In 2019, Hera Jay Brown became the first Transgender woman Rhodes Scholar. Now, she is fully enveloped in her master’s studies at Oxford University across the pond.
Brown graduated from UT in 2018 as a Haslam Scholar with a degree in socio-cultural anthropology and migration studies. Prior to being elected as UT’s ninth Rhodes Scholar, she also received a Fulbright Award, another prestigious recognition.
Brown’s areas of interest focus on issues pertaining to refugees, people seeking asylum and general issues regarding development, and at Oxford, she is pursuing a master’s of philosophy in developmental studies, a program known for its rigorous coursework.
She is particularly interested in studying forced migration in regions of the world such as Jordan, the European Union and the United States and said that her studies at Oxford have been crucial in encouraging her knowledge of the subject.
“The program has been pivotal in expanding and pushing my own understanding of how to think about those issues related to other things, like land acquisition and displacement planning as states engage in mega projects, gender disparities and economics, and so on, and so the program has really facilitated a broader and better view for me to continue the work that I’m passionate about,” Brown said.
The current pandemic has, naturally, complicated the future of Brown’s international studies. For one, she arrived at Oxford in the midst of the pandemic and lockdowns in the United Kingdom, which have only been lifted for brief periods of time since her arrival.

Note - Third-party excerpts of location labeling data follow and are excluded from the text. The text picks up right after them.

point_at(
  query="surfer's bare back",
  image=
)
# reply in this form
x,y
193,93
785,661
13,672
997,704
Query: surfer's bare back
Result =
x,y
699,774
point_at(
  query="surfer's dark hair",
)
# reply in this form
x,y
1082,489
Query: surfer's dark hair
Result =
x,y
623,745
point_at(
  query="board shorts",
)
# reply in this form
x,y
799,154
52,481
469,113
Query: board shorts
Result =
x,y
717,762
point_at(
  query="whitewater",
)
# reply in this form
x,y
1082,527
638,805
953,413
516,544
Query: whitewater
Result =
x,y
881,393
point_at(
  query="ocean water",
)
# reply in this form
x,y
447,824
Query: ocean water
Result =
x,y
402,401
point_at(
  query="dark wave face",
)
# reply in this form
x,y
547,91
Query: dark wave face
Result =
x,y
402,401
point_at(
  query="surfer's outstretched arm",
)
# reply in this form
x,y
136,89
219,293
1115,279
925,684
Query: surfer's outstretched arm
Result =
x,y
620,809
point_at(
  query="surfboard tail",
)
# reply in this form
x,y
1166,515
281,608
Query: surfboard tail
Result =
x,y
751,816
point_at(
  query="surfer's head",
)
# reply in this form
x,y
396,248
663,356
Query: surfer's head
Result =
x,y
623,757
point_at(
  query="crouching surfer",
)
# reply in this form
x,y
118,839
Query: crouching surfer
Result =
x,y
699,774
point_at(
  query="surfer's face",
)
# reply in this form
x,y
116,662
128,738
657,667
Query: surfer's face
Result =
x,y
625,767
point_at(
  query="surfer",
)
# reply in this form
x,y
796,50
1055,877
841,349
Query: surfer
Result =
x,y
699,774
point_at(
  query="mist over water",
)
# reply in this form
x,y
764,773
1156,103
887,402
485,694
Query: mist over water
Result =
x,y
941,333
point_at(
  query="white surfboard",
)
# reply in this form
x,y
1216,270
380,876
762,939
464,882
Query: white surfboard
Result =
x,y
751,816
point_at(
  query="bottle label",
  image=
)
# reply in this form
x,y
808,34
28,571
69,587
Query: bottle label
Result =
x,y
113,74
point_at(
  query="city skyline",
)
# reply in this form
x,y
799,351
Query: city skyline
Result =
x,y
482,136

Additionally, she has not been able to work on-site with refugees in other countries, such as Jordan, where she says she would love to eventually visit and work.
“Right now, there are many rightful, ethical concerns about what it means for people — especially when thinking about the global disparity in vaccine distribution and access — what it means for someone, especially a researcher like myself coming from, one, the United States and now being in an elite institution like Oxford, going and engaging in a country that doesn’t have the same kind of levels of access because of historical and colonial and neo-imperial undercurrents that are always at play,” Brown said.
Alternatively, Brown has been focused on engaging with developmental ideas and refugee issues in a more digital context, such as working to engage bureaucracy to make work permits more accessible for refugee families.
Brown is also focused on getting to know the local refugee community by engaging with groups where those populations are represented.
“I’m really wanting to focus on getting to know Oxford and its local texture and context to really try to understand a lot of the issues that are present here, so right now that’s looked like trying to engage in a lot of community organizing and direct action spaces here,” Brown said.
After she completes her master’s degree, Brown plans on entering a Ph.D. program at Oxford before heading to law school.
“I’ve stayed committed to this path, because I really do think this is the way that I can contribute and use the extreme platforms and privileges and privileged platforms to really think about how to push and represent and advocate on behalf of people that are seeking asylum and seeking refuge in the United States,” Brown said.
Brown added that as white woman in an elite academic program, who spoke English as a first language, she was afforded privileges that many in the Trans community don’t have.
“I think that the true power in thinking about liberation comes from the strength of the diversity of the Trans community, thinking about how can we as a community, and with all of our component parts and relationships to other communities, what can be done in solidarity together, what can be done to make sure that the Trans community is accountable to the broad diversity that it has, that it’s not just privileged white women from America that are taking up these elite scholarships, making it seem that liberation is coming when I think all of that has to be inherently contextualized and made accountable to the broader diversity that exists,” Brown said.
Professor Tricia Redeker-Hepner, who founded the Disasters, Displacement and Human Rights Program at UT, mentored Brown during her time as a Vol and spoke very highly of her achievements.
Redeker-Hepner said that she and Brown, along with other UT faculty members, took a trip to Germany to study the refugee crisis in 2015. After the trip, Brown visited Oxford on her own, where she was able to stay with Barbara Harrell-Bond, the founder of Oxford’s Refugee Studies Centre and Redeker-Hepner’s colleague.
Redeker-Hepner said that while Brown was constantly working to further her education, the opportunity to be a student at Oxford was particularly important.
“The opportunity to go to Oxford was particularly meaningful because Oxford University has probably one of the most famous, if not the most famous, and certainly one of the earliest, refugee study centers,” Redeker-Hepner said.
Redeker-Hepner said that Brown was a wonderful colleague, both in and out of the classroom.
“She’s the kind of student that every professor dreams of having, and we continued our relationship long after she’s graduated,” Redeker-Hepner said. “She’s as much a friend and a colleague, and I get choked up even thinking about it because I just have so much affection and respect for her.”
Although she has her eyes set on the future, Brown is also determined to take stock of the present moment.
“I think COVID has really demonstrated, for me personally, how quickly and how ephemeral life and the things that we assume we have are taken for granted at times, and so I’m really trying to be present in the degrees and the paths that I’m on right now,” Brown said.